ACT Teachers Rep. Antonio Tinio, another member of the minority, earlier said that the President — despite exposing the corruption in the flood control projects — shared the blame for the anomalies for “approving” the release of the UA.
He cited a provision in Book VI, Chapter 5, Section 35 of the Administrative Code of 1987 (Executive Order 292) providing that a lump-sum appropriation for any department must be “made in accordance with a special budget to be approved by the President.”
However, the Office of the President’s budget sponsor, Bataan Rep. Albert Garcia, countered that the UA is not a lump-sum fund under Malacañang’s sole discretion, hence, it had nothing to do with the President.
Since 2023 — President Marcos’ first full year in office — Unprogrammed Appropriations had ballooned to unprecedented levels, reaching nearly P2 trillion, according to Tinio.
Garcia claimed that P168.2 billion was vetoed in the 2025 budget. For context, President Marcos actually vetoed P194 billion in line items from the P6.352-trillion 2025 budget, including P16.7 billion earmarked for flood control projects.
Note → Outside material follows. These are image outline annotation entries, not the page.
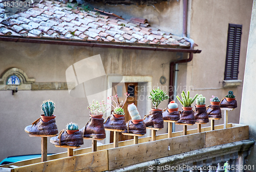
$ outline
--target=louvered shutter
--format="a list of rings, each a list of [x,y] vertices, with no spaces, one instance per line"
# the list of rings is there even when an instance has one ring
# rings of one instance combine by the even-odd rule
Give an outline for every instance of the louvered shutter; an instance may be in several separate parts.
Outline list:
[[[229,24],[225,80],[238,80],[242,25]]]

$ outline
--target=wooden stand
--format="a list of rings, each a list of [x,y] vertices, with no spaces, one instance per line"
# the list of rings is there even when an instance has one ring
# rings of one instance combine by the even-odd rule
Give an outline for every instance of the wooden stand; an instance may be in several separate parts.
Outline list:
[[[162,129],[158,129],[157,128],[153,128],[150,127],[146,127],[146,128],[148,130],[151,130],[151,141],[156,140],[156,131]]]
[[[224,129],[227,128],[227,121],[228,121],[228,113],[227,111],[231,111],[234,110],[233,108],[221,108],[221,109],[222,110],[223,110],[224,111]]]
[[[104,138],[93,138],[91,137],[83,137],[84,139],[86,140],[92,140],[92,152],[97,151],[97,140],[102,140]]]
[[[214,130],[214,121],[215,120],[220,120],[221,118],[209,118],[209,120],[210,120],[210,130]]]
[[[74,152],[73,151],[73,150],[74,149],[77,149],[79,148],[80,146],[68,146],[68,145],[55,145],[55,147],[57,148],[68,148],[68,156],[69,157],[72,157],[72,156],[74,155]]]
[[[194,124],[186,124],[186,123],[175,123],[175,124],[177,124],[178,125],[183,125],[183,136],[187,135],[187,126],[193,126]]]
[[[164,122],[168,122],[168,138],[173,137],[173,123],[174,123],[176,120],[164,120]]]
[[[133,136],[133,144],[138,144],[139,142],[139,136],[143,136],[144,134],[137,134],[133,133],[122,133],[122,134],[126,136]]]
[[[122,132],[125,130],[115,130],[105,128],[105,130],[114,132],[114,148],[118,148],[118,141],[119,141],[119,132]]]
[[[202,132],[201,127],[202,124],[206,124],[207,122],[196,122],[197,124],[197,132],[201,133]]]
[[[29,134],[29,137],[41,137],[41,162],[47,161],[47,137],[57,136],[58,134],[53,135],[32,135]]]

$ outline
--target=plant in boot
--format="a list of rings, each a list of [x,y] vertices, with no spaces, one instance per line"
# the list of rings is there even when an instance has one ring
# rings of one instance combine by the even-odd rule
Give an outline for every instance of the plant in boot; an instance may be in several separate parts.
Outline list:
[[[157,109],[160,103],[165,100],[169,99],[169,96],[166,95],[166,92],[163,91],[159,87],[154,90],[150,92],[150,96],[148,98],[152,101],[152,103],[155,105],[155,109]]]
[[[119,115],[124,115],[124,110],[123,109],[123,107],[127,100],[127,97],[130,95],[130,94],[129,94],[128,93],[126,92],[124,94],[124,95],[125,96],[125,100],[124,102],[122,101],[120,104],[118,103],[118,95],[117,94],[116,94],[116,95],[110,96],[109,97],[108,97],[107,99],[108,100],[111,100],[116,104],[116,106],[115,107],[112,104],[107,103],[114,107],[114,114]],[[121,107],[121,105],[122,106]]]
[[[190,97],[189,98],[189,95],[190,95],[190,92],[189,91],[187,91],[187,95],[186,95],[186,93],[185,93],[185,91],[182,91],[182,92],[181,94],[181,96],[182,97],[182,101],[181,100],[181,99],[179,97],[179,96],[176,96],[176,97],[178,99],[178,100],[180,103],[183,106],[182,107],[182,109],[184,110],[185,108],[190,108],[191,109],[192,109],[191,107],[191,104],[193,103],[193,102],[195,101],[197,97],[198,96],[198,94],[197,94],[195,97],[192,99],[192,98]]]
[[[98,117],[98,116],[99,118],[101,118],[103,114],[109,109],[106,105],[106,102],[104,101],[98,102],[93,100],[93,102],[89,104],[87,109],[90,109],[90,114],[92,117]]]
[[[205,97],[203,96],[203,95],[200,94],[196,99],[197,105],[205,105]]]

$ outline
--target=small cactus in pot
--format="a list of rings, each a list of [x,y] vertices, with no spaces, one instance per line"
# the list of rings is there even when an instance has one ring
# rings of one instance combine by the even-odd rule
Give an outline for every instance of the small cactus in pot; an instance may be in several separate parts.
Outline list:
[[[168,105],[168,112],[172,113],[175,111],[178,111],[178,104],[175,103],[175,101],[171,101]]]
[[[44,122],[48,122],[56,117],[53,114],[55,108],[54,105],[54,103],[50,100],[42,102],[41,107],[44,114],[41,115],[41,118]]]
[[[78,131],[79,131],[79,127],[77,124],[71,122],[66,126],[66,131],[69,134],[72,134]]]
[[[133,103],[129,105],[127,109],[128,112],[132,117],[132,121],[133,123],[137,124],[140,121],[143,121],[143,119],[141,119],[139,112],[137,109],[137,107]]]

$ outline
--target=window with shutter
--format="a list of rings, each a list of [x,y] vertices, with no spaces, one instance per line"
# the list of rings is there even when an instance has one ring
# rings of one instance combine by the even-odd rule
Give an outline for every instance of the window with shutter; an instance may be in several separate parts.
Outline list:
[[[242,25],[229,24],[225,80],[238,80]]]

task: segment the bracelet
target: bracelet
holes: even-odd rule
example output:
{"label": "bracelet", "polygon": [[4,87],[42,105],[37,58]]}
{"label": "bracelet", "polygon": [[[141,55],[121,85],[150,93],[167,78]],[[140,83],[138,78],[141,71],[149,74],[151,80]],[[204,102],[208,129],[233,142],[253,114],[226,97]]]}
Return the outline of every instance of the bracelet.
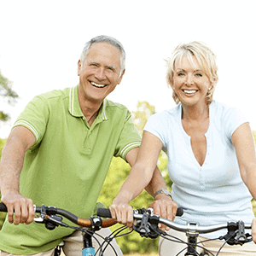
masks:
{"label": "bracelet", "polygon": [[169,195],[172,199],[172,194],[170,191],[166,190],[166,189],[160,189],[158,191],[156,191],[154,194],[154,198],[155,197],[156,195],[158,194],[165,194],[166,195]]}

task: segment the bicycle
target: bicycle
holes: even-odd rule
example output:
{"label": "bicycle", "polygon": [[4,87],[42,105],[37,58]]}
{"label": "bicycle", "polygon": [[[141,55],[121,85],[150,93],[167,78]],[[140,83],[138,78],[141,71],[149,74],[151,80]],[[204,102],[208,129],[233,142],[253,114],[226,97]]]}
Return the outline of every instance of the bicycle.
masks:
{"label": "bicycle", "polygon": [[[183,208],[178,208],[178,214],[177,216],[181,216],[183,214]],[[98,209],[97,215],[101,217],[111,218],[111,213],[108,209]],[[170,240],[176,242],[183,242],[187,245],[187,247],[181,250],[177,256],[181,255],[183,252],[186,250],[185,256],[189,255],[213,255],[214,254],[199,245],[204,241],[208,241],[211,240],[224,240],[225,241],[219,248],[218,252],[215,256],[218,256],[221,252],[224,246],[228,243],[229,245],[243,245],[246,242],[250,242],[253,241],[252,236],[245,232],[246,229],[252,229],[251,224],[246,225],[242,221],[238,221],[236,223],[228,222],[224,224],[212,225],[212,226],[200,226],[197,223],[188,222],[186,225],[176,224],[171,220],[160,218],[159,216],[154,215],[152,209],[138,209],[134,210],[133,218],[136,224],[132,224],[132,228],[135,231],[138,232],[142,237],[150,237],[156,238],[158,236],[162,236],[165,239]],[[177,237],[168,235],[166,232],[160,230],[158,228],[159,224],[165,224],[171,229],[177,231],[185,232],[188,236],[188,241],[180,240]],[[227,229],[227,234],[224,236],[218,237],[216,239],[207,239],[197,242],[197,237],[199,234],[207,234],[214,232],[217,230]],[[203,248],[207,253],[199,254],[196,251],[196,247],[200,247]]]}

The 2025 GAA has been criticized as the “most corrupt” budget ever, allegedly inflated with bloated Unprogrammed Appropriations and discretionary funds, while allocations to the Department of Education and subsidies for the state health insurer PhilHealth were deeply cut.
Opposition lawmakers said the Department of Budget and Management was equally culpable for the budget blunders, suggesting that the agency may have been complicit with the DPWH, which has been embroiled in allegations of corruption and complicity with members of Congress, Cabinet officials, and private contractors involving anomalous multibillion-peso flood control projects.
Like the 2026 budget, the legality of the 2025 GAA is being contested before the SC and the high court has yet to rule on the matter.